Vergleichsbetrachtungen ärztlicher Einschätzungen reichen nicht als Begründung
Allerdings kann der Versicherer nicht nur ärztliche Vergleichsbetrachtungen als Begründung anführen, da diese immer auf den subjektiven Meinungen von Ärzten beruhen. Verschiedene Ärzte beurteilen ein und denselben Gesundheitszustand eventuell unterschiedlich und kommen zu unterschiedlicher Einschätzungen der beruflichen Beeinträchtigung, obwohl keine gesundheitliche Besserung eingetreten ist.
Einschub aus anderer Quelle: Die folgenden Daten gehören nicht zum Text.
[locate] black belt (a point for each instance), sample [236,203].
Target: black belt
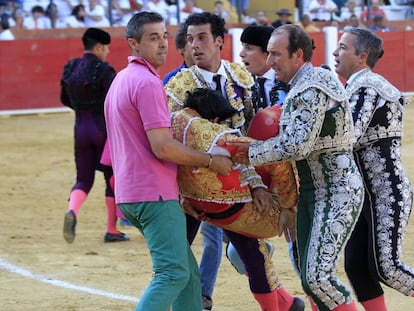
[226,213]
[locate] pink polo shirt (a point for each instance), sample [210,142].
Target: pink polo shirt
[135,103]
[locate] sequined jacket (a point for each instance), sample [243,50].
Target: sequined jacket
[316,118]
[238,85]
[377,108]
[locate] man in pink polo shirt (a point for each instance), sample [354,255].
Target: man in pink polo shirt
[144,158]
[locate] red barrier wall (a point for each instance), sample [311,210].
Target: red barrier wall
[30,69]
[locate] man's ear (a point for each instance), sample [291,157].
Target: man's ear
[220,41]
[363,57]
[133,44]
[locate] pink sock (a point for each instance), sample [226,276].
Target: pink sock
[314,307]
[76,199]
[111,215]
[375,304]
[285,299]
[346,307]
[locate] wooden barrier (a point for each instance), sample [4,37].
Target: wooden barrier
[30,68]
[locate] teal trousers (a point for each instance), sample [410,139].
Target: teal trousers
[176,280]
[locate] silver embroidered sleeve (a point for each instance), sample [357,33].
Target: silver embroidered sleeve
[300,125]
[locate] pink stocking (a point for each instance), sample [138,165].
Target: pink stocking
[111,215]
[267,301]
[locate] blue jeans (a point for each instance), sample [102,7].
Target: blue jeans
[176,279]
[211,257]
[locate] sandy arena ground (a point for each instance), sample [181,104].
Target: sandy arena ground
[40,271]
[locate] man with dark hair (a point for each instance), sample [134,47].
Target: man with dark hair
[212,236]
[373,253]
[85,82]
[268,92]
[184,49]
[316,131]
[205,35]
[144,157]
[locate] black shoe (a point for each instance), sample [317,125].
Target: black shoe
[69,226]
[297,305]
[115,237]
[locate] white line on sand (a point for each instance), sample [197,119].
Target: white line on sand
[45,279]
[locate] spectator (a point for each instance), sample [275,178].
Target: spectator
[307,24]
[348,10]
[370,12]
[220,11]
[243,6]
[284,15]
[160,7]
[5,32]
[53,14]
[37,20]
[77,18]
[322,10]
[355,22]
[17,20]
[95,15]
[84,84]
[64,9]
[379,24]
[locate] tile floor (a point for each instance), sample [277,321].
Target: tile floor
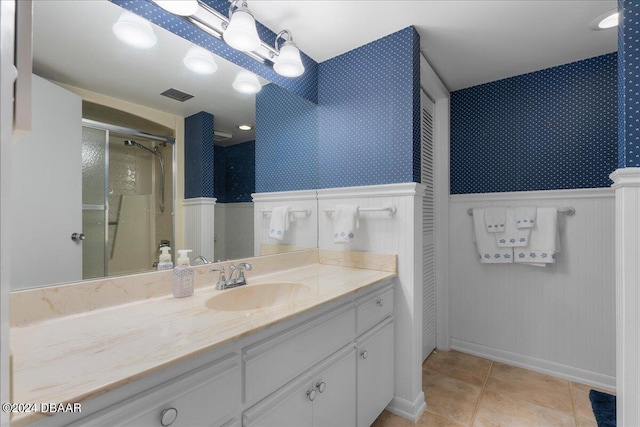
[465,390]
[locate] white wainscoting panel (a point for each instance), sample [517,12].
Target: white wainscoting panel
[199,221]
[399,234]
[627,188]
[559,319]
[303,230]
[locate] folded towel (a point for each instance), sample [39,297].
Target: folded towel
[279,222]
[345,221]
[544,244]
[513,237]
[494,219]
[525,217]
[488,252]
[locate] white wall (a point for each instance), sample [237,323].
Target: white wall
[559,319]
[400,234]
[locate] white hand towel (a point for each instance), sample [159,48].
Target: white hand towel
[525,217]
[345,221]
[494,219]
[513,237]
[279,222]
[544,243]
[488,251]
Aber der Versicherer habe kein Recht eine solche unterschiedliche Ärzte-Meinung zur Begründung für die Beendigung der Leistungen heranzuziehen.
Was der Fachanwalt dazu sagt:
In diesem Fall waren zwei Dinge problematisch:
- Das OLG hat hier noch einmal klargestellt, welche Anforderungen an die Begründung einer Leistungsbeendigung für die Versicherung zu stellen sind. Der Versicherte muss klar seine Prozessrisiken abschätzen können und muss dafür Einblick in die ärztlichen Stellungnahmen und Gutachten erhalten. Nur dann kann man von einer „Waffengleichheit“ zwischen Versicherung und Versicherungsnehmer sprechen.
- Hier kam noch hinzu, dass die Versicherung das Anerkenntnis der Versicherungsleistungen uneingeschränkt ausgesprochen hat. Das heißt für die Versicherung gelten dann sehr enge Grenzen oder Anforderungen, um die Versicherungsleistung zu beenden, wenn die berufliche Leistungsfähigkeit weniger als 50 % beträgt. Die Anforderungen lagen aber hier nicht vor. Durch die zeitlich uneingeschränkte Anerkennung der Berufsunfähigkeit, nahm sich die Versicherung die Möglichkeit ihre Leistungen ohne weiteres einzustellen.